Paragons’s President Brian Blase and Senior Policy Analyst Joe Albanese respond to the House Budget Committees’ request for information for their new congressional working group on solutions to reduce government improper payments.
Testimony of Joe Albanese before the House Committee on Energy and Commerce Subcommittee on Health
“What’s the Prognosis? Examining Medicare Proposals to Improve Patient Access to Care and Minimize Red Tape for Doctors”
October 19, 2023
Thank you, Chairman Guthrie and Ranking Member Eshoo, for the opportunity to testify before this subcommittee. My name is Joe Albanese, and I am a senior policy analyst at the Paragon Health Institute. We are a health policy think tank focused on empowering patients and reforming government programs. My testimony today represents my own views and not those of Paragon. In a previous hearing conducted by the Oversight and Investigations Subcommittee, I testified that the current physician payment framework under the Medicare Access and CHIP Reauthorization Act of 2015 (MACRA) helped to slow physician payment growth but failed to transition Medicare to “value-based care” and that lawmakers should reevaluate the government-driven approach to promoting value. Today, I intend to testify about how policymakers should balance the goals of minimizing costs for patients and taxpayers, maintaining access to physician services for Medicare beneficiaries, and improving Medicare pricing and payment policy. They can do this by:
- Offsetting increases in physician spending with other Part B savings;
- Pursuing market-based pricing of physician services in Medicare;
- Eliminating financial incentives for MIPS and advanced APM participation; and
- Enabling Medicare Advantage to remain a viable option for seniors.
I am grateful for this committee’s continued focus on these complex and important issues for seniors, as well as for the opportunity to share my views on them.
Background
Physician Payment Policy
Medicare’s policies have undergone multiple changes to balance the goals of cost efficiency, adequacy, and accuracy of physician payments.

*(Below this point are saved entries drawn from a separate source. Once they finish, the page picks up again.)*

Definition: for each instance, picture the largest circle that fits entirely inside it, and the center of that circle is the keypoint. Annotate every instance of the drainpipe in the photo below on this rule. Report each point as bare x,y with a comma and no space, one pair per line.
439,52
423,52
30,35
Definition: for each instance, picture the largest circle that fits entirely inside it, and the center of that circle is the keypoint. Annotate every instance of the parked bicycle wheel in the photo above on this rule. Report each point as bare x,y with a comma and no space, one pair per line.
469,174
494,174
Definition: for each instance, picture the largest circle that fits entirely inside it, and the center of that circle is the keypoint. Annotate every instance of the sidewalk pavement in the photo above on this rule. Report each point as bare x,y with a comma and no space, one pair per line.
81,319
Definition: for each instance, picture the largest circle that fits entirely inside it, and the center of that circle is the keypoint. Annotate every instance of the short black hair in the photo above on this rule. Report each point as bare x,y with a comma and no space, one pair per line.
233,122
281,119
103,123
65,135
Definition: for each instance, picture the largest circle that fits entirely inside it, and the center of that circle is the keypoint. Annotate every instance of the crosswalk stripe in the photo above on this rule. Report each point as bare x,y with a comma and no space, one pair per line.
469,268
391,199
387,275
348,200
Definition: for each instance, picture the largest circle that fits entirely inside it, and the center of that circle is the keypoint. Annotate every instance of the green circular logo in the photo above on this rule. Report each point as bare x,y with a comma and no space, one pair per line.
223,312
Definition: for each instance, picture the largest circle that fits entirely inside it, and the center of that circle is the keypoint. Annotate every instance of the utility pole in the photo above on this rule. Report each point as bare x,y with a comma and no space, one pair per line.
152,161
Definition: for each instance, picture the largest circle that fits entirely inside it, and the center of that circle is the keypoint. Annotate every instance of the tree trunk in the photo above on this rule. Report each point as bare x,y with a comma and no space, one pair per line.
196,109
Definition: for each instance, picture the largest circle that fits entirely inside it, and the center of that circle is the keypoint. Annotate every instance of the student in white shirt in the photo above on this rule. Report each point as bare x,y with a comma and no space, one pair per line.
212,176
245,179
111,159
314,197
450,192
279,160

From its enactment to 1992, Medicare set prices based on doctors’ billed, customary, or prevailing charges for services.1 This resulted in significant expenditure growth. To control spending while adjusting payment levels with inflation, the Department of Health and Human Services tied increases in prevailing charges to the Medicare Economic Index (MEI), which tracks physician practice costs and earnings.2
When the MEI failed to control expenditures, Congress enacted a Physician Fee Schedule (PFS), which applies a resource-based relative value scale (RB-RVS) to a dollar conversion factor. The RBRVS estimates the cost for each service relative to others in terms of physician work, practice expenses, and liability insurance, adjusted by geographic differences in input costs. Fees were updated based on the MEI, adjusted by aggregate spending targets—the Volume Performance Standard starting in 1992, then the Sustainable Growth Formula (SGR) starting in 1999.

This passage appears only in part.